Urol Clin North Am. 2009 Feb;36(1):37-48, vi. doi: 10.1016/j.ucl.2008.08.003.
The use of incentives to improve quality of care is spreading rapidly across the health care system. Public reporting (PR) and pay-for-performance (PFP) are two examples of incentive-based programs. Although conclusive level I evidence for the positive impacts of these PR and PFP is limited, individual states and the federal government have begun to adopt and pilot these programs for a variety of specific clinical conditions.
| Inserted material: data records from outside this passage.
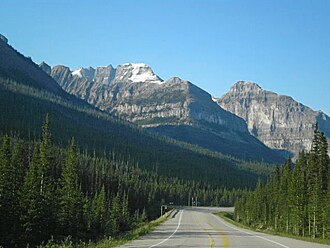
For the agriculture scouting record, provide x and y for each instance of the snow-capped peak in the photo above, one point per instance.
(77, 73)
(142, 73)
(214, 99)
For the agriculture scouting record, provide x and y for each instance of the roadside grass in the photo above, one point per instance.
(229, 216)
(112, 242)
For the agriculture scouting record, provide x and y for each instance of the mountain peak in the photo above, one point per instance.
(3, 38)
(139, 72)
(245, 86)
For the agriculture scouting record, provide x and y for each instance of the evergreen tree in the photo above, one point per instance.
(71, 198)
(31, 202)
(6, 195)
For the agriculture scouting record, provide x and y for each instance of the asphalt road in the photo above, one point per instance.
(198, 227)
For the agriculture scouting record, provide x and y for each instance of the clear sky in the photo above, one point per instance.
(283, 45)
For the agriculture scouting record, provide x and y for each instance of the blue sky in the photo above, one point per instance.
(282, 45)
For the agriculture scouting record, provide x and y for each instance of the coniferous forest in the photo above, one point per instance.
(47, 191)
(296, 198)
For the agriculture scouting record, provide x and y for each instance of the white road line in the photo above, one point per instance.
(257, 236)
(177, 228)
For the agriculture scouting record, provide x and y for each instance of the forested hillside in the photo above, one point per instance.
(296, 199)
(49, 191)
(114, 179)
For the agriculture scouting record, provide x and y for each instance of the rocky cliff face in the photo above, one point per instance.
(135, 93)
(278, 121)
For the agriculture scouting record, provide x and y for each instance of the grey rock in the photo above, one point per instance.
(45, 67)
(175, 107)
(3, 38)
(278, 121)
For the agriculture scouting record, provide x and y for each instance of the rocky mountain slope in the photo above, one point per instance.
(278, 121)
(27, 94)
(175, 107)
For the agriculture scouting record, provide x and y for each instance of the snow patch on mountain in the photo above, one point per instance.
(77, 73)
(142, 73)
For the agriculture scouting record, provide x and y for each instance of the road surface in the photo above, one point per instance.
(198, 227)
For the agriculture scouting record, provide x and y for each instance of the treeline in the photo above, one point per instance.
(296, 199)
(47, 191)
(98, 133)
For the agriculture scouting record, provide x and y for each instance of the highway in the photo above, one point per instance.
(198, 227)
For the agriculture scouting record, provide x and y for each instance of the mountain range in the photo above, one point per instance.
(28, 94)
(174, 107)
(233, 124)
(277, 120)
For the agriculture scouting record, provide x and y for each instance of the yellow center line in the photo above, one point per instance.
(222, 235)
(208, 234)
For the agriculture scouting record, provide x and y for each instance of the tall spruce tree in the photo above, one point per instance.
(6, 196)
(71, 198)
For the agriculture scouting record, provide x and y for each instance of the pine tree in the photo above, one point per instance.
(6, 196)
(71, 198)
(31, 202)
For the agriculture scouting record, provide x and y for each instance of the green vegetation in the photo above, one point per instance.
(295, 200)
(111, 242)
(230, 217)
(47, 191)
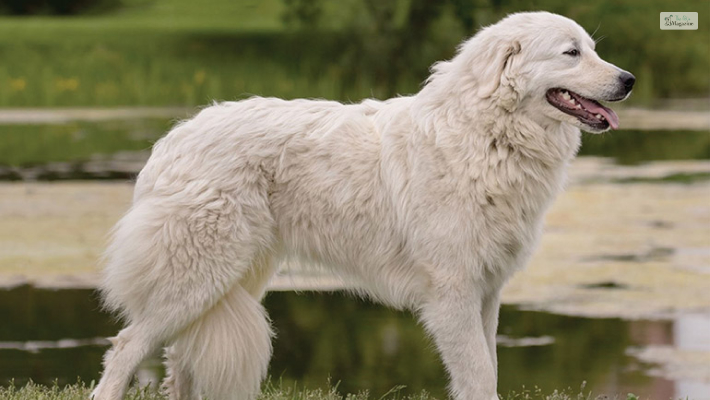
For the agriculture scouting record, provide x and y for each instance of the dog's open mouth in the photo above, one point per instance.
(587, 111)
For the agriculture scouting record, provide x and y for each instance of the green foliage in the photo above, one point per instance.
(183, 52)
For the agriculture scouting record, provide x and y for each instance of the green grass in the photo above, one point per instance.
(278, 392)
(174, 52)
(183, 52)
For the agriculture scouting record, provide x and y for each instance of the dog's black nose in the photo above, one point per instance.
(628, 80)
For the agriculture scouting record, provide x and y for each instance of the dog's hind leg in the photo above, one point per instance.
(179, 382)
(453, 316)
(225, 354)
(169, 265)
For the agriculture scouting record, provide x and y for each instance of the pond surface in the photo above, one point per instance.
(49, 335)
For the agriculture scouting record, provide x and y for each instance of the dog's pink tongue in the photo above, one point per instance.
(596, 108)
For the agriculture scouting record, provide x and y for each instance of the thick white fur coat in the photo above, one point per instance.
(428, 202)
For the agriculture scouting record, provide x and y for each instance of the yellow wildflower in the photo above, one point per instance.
(200, 77)
(18, 85)
(70, 84)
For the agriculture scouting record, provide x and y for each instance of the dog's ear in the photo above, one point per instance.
(495, 67)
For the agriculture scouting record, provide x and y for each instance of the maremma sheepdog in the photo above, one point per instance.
(427, 202)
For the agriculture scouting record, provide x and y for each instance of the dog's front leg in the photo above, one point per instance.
(454, 317)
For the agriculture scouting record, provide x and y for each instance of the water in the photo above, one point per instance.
(50, 335)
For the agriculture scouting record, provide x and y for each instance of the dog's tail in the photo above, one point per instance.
(226, 351)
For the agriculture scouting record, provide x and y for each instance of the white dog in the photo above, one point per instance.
(429, 202)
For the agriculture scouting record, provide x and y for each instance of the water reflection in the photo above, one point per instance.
(365, 346)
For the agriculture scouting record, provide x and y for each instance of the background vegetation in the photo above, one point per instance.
(183, 52)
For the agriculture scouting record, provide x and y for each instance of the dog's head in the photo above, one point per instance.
(546, 65)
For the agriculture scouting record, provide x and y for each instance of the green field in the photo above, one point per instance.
(182, 52)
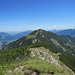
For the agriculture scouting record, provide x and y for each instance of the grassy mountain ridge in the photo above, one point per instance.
(29, 60)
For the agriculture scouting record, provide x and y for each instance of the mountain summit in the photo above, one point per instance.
(60, 43)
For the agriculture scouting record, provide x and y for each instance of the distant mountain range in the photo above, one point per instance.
(9, 38)
(36, 49)
(61, 43)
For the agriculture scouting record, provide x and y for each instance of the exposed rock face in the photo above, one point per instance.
(44, 54)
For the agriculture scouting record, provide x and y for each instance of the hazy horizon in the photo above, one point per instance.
(21, 15)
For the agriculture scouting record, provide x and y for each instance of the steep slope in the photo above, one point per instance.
(32, 61)
(60, 43)
(70, 32)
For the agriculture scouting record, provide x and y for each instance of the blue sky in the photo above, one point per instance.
(20, 15)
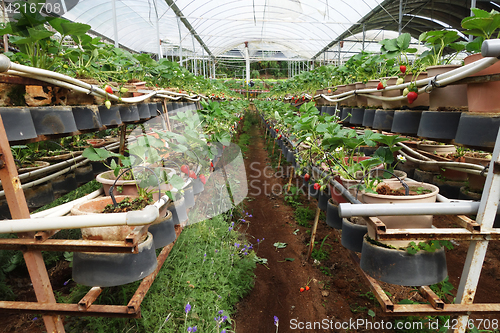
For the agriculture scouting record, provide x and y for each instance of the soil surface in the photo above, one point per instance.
(338, 291)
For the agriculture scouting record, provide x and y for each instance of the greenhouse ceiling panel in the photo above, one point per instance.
(294, 28)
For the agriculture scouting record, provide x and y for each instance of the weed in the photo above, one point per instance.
(303, 215)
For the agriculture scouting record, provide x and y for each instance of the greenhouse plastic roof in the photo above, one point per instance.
(275, 29)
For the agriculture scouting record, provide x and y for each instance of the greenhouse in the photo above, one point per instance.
(249, 166)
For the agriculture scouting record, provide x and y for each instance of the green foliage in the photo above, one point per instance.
(430, 246)
(303, 215)
(209, 283)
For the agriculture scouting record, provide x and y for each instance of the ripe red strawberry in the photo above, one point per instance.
(412, 96)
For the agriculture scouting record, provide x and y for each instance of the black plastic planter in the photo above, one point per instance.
(332, 215)
(178, 209)
(406, 122)
(129, 113)
(53, 120)
(18, 123)
(345, 117)
(383, 120)
(398, 267)
(352, 235)
(110, 117)
(114, 269)
(357, 116)
(163, 232)
(478, 130)
(368, 117)
(84, 174)
(144, 112)
(439, 124)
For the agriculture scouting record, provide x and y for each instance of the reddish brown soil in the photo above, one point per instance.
(340, 297)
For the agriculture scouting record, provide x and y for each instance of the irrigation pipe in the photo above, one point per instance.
(66, 208)
(438, 80)
(134, 218)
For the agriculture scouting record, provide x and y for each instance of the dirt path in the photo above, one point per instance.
(276, 291)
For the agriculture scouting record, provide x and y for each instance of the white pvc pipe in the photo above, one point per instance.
(66, 208)
(452, 208)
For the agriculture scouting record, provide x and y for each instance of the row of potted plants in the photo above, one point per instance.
(177, 163)
(324, 150)
(398, 63)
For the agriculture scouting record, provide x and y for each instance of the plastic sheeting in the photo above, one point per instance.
(280, 29)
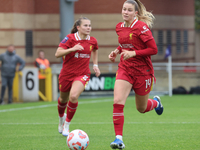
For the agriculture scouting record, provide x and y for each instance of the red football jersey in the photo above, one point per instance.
(133, 38)
(77, 63)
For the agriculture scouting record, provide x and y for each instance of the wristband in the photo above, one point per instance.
(95, 65)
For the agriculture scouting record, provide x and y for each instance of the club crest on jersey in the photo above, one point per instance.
(64, 40)
(90, 47)
(145, 29)
(130, 35)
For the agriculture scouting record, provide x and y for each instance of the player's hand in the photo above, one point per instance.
(97, 71)
(112, 56)
(127, 54)
(78, 47)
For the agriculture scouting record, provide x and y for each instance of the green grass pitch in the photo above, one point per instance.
(34, 126)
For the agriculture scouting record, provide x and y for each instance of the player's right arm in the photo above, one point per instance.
(62, 52)
(113, 55)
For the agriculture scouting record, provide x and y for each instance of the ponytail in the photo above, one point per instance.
(143, 14)
(77, 23)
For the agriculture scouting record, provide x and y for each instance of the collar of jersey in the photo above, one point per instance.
(77, 37)
(132, 24)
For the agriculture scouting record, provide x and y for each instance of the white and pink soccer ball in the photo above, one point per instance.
(77, 140)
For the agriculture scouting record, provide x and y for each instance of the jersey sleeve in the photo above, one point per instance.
(65, 43)
(145, 33)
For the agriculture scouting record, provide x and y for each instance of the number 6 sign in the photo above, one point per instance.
(30, 84)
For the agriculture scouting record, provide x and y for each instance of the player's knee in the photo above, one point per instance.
(141, 109)
(73, 98)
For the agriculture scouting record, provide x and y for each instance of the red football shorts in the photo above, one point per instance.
(142, 85)
(65, 85)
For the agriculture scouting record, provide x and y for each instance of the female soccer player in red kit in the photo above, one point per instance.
(135, 70)
(75, 50)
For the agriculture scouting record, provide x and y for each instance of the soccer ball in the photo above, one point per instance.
(77, 140)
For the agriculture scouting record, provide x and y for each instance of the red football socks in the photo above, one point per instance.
(61, 108)
(118, 118)
(71, 109)
(151, 104)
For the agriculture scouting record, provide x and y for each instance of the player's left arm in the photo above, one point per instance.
(95, 62)
(150, 50)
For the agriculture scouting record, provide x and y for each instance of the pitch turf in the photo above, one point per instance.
(34, 126)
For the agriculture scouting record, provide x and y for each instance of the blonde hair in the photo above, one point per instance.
(143, 15)
(78, 23)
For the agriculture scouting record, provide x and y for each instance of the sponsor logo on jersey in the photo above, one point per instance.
(80, 55)
(64, 40)
(145, 29)
(131, 36)
(127, 45)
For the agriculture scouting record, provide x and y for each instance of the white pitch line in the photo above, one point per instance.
(103, 123)
(51, 105)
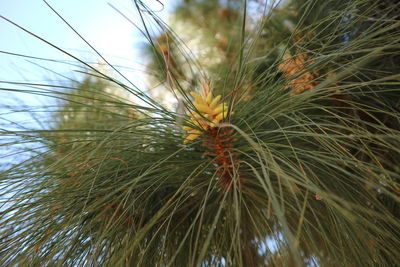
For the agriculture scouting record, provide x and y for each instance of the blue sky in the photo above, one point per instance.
(103, 27)
(111, 34)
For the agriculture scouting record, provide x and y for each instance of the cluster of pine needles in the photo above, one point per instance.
(283, 148)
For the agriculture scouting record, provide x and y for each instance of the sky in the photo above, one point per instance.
(116, 38)
(105, 29)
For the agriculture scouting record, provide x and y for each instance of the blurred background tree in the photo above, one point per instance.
(303, 169)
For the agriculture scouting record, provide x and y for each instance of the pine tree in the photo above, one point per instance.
(283, 149)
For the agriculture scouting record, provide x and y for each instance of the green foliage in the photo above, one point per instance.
(312, 148)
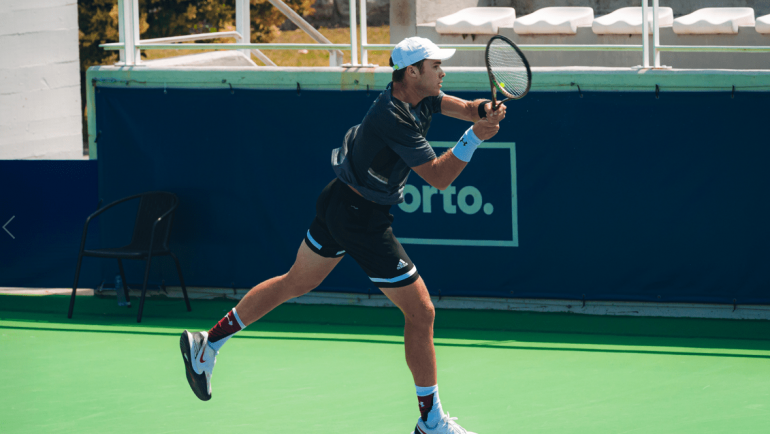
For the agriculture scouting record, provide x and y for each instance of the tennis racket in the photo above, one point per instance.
(508, 70)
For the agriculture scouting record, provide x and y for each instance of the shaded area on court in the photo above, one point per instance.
(326, 369)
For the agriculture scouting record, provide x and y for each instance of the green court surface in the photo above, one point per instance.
(340, 369)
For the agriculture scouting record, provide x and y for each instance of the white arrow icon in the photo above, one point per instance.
(6, 224)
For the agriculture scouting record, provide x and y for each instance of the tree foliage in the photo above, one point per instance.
(98, 22)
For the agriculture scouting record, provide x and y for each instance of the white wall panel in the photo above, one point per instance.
(21, 5)
(18, 132)
(57, 148)
(38, 20)
(40, 48)
(40, 77)
(40, 111)
(38, 106)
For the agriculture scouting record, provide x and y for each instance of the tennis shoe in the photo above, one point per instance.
(199, 359)
(446, 425)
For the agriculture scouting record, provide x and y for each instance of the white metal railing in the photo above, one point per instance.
(130, 44)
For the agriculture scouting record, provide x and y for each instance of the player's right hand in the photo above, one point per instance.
(485, 129)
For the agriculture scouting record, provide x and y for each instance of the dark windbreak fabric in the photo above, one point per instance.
(377, 155)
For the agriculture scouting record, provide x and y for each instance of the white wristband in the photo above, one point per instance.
(467, 144)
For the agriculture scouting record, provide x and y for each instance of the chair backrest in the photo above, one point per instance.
(152, 205)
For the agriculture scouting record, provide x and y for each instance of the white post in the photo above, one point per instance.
(655, 34)
(128, 30)
(243, 23)
(353, 36)
(364, 52)
(645, 37)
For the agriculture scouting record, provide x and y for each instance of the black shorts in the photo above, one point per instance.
(347, 223)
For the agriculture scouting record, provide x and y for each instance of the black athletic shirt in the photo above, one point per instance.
(376, 156)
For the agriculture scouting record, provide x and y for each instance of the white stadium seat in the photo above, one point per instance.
(476, 21)
(710, 21)
(628, 21)
(763, 25)
(554, 21)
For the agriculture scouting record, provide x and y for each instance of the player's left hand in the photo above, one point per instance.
(495, 116)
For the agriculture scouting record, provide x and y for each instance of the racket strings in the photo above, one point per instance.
(508, 69)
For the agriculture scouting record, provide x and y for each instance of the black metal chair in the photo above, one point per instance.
(151, 233)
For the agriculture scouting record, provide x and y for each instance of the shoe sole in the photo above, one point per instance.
(197, 381)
This article reviews the principles of health care quality performance measurement; current reporting and pay-for-performance programs; and the most recent literature documenting positive, negative and future impacts of these types of programs on urologic practice.
利用激励措施来提高医疗质量正在医疗系统中迅速蔓延。公开报告(PR)和按绩效付费(PFP)是基于激励措施的项目的两个例子。尽管关于这些公开报告和按绩效付费的积极影响的确凿的一级证据有限,但个别州和联邦政府已开始针对各种特定临床情况采用并试点这些项目。本文回顾了医疗质量绩效评估的原则;当前的报告和按绩效付费项目;以及记录这些类型的项目对泌尿外科实践的积极、消极和未来影响的最新文献。